Like all liberation struggles and insurgencies, the Kashmiri rebellion is also rife with contradictions and failings. The leadership of the political resistance is criticised on a daily basis for not translating the popularity and gains of the insurgency into tangible results – or, at least, provide a long-term roadmap for how to continue the fight.
The political leadership has been lambasted for reducing the resistance to general strikes, which the people say hurts an already tattered local economy and does the occupier no harm. In their defence, many argue that a leadership that is in jail or under house arrest most of the time can’t accomplish much anyway.
By crushing peaceful means of resistance—civilian protests, civil society initiatives, student politics, etc.— the Indian state has effectively left no other avenue for dissent outside of armed opposition. That is why the resistance leadership’s press releases on most days address the “international community”, earning them scorn for trying to flog a dead horse.

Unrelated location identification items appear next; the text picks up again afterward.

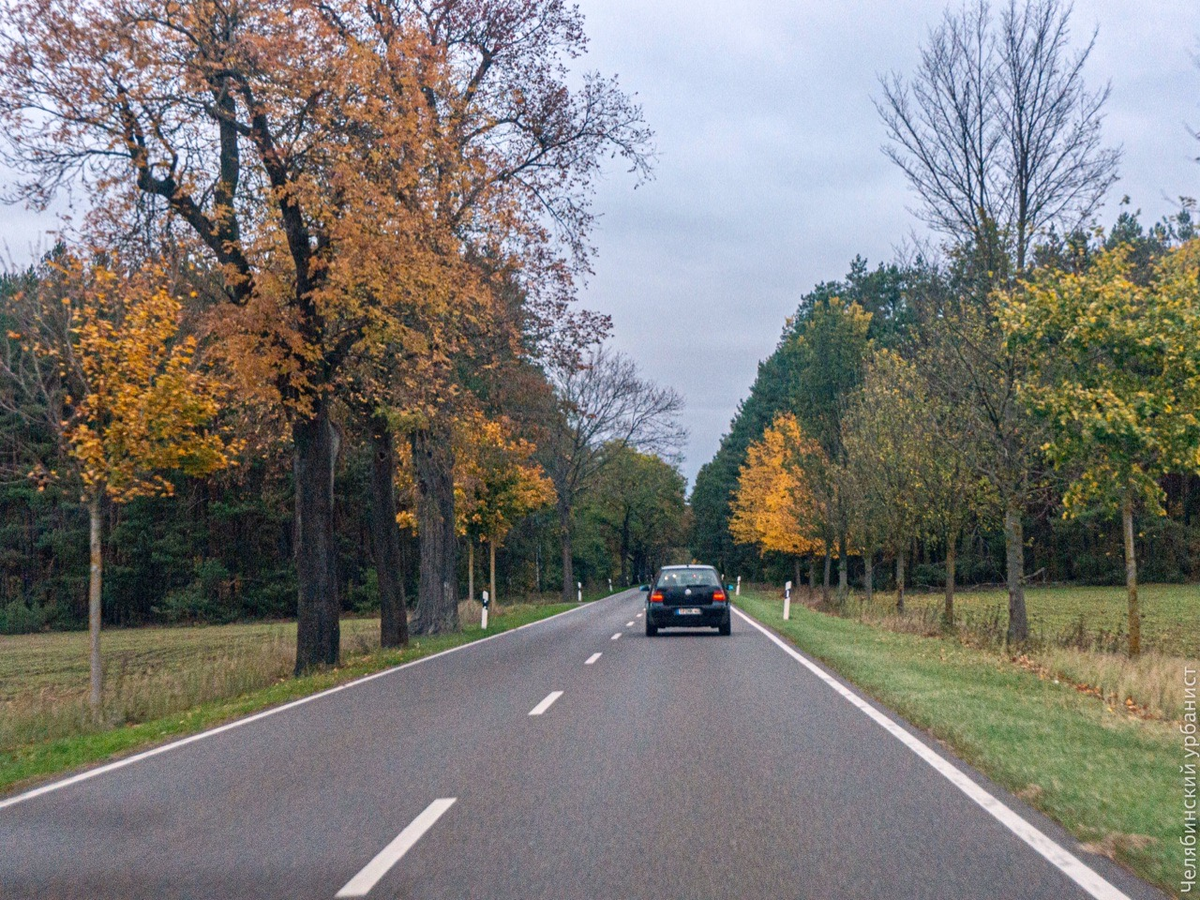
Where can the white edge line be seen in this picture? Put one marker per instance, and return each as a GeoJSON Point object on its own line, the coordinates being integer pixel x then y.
{"type": "Point", "coordinates": [1057, 856]}
{"type": "Point", "coordinates": [546, 703]}
{"type": "Point", "coordinates": [229, 726]}
{"type": "Point", "coordinates": [361, 883]}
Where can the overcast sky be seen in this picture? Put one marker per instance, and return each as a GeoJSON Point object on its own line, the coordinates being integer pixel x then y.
{"type": "Point", "coordinates": [771, 178]}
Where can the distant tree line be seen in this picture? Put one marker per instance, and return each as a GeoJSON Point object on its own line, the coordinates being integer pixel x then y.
{"type": "Point", "coordinates": [1019, 401]}
{"type": "Point", "coordinates": [316, 333]}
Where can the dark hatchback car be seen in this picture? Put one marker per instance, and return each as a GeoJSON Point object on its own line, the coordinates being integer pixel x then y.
{"type": "Point", "coordinates": [687, 597]}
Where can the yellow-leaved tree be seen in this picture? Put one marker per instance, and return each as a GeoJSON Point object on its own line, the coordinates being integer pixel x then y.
{"type": "Point", "coordinates": [775, 507]}
{"type": "Point", "coordinates": [130, 402]}
{"type": "Point", "coordinates": [1116, 377]}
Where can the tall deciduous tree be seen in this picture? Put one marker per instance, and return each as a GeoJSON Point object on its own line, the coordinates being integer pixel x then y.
{"type": "Point", "coordinates": [996, 127]}
{"type": "Point", "coordinates": [601, 405]}
{"type": "Point", "coordinates": [888, 451]}
{"type": "Point", "coordinates": [831, 345]}
{"type": "Point", "coordinates": [1117, 377]}
{"type": "Point", "coordinates": [777, 507]}
{"type": "Point", "coordinates": [639, 504]}
{"type": "Point", "coordinates": [121, 391]}
{"type": "Point", "coordinates": [499, 485]}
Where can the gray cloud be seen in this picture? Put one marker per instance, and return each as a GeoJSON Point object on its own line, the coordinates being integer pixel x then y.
{"type": "Point", "coordinates": [771, 177]}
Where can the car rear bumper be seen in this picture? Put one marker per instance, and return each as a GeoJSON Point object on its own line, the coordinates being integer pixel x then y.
{"type": "Point", "coordinates": [669, 616]}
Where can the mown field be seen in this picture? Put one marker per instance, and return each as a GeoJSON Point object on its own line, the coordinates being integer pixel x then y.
{"type": "Point", "coordinates": [1107, 772]}
{"type": "Point", "coordinates": [1079, 616]}
{"type": "Point", "coordinates": [169, 682]}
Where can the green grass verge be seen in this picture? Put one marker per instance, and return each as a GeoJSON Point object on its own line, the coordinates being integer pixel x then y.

On the militancy front, the fight has been scaled up to an extent that youngsters steal weapons from Indian forces and join militant groups, whose supply of arms from Pakistan has almost dried up.
The local government informed the Assembly two weeks ago that 251 rifles were stolen from Indian forces over the past three years. But how long can a brutalised society endure the heavy cost of the blood of its youth is the question most often debated on the narrow confines of social media networking sites these days.
Local media is awash with stories of how a sizable number of the militants killed during the past two years held great promise of careers in engineering, medicine and academics. That is why Kashmiri society is sharply divided over the question of continuing the armed resistance, with many arguing that this is what supplies India with an alibi for suppressing Kashmiris.
But the fate of secessionist political struggles in Kashmir that preceded insurgency have demonstrated that the Indian state has been equally Machiavellian towards peaceful movements.
“Integrating Kashmir with India” is the core political project of the ruling Hindu supremacist dispensation in New Delhi. They plan to do it by scrapping legislation that provides some constitutional safeguards to the people of Jammu and Kashmir, including its Muslim majority. If they go ahead with their plans, Muslims would be reduced to a minority. The current unprecedented popularity of armed insurgents, therefore, stems from this existential threat to the very character of Kashmir.
Kashmir’s insurgency is poised to last as long as the world remains indifferent to the suffering of a people brutalised by decades of political uncertainty, and three decades of crushing military control.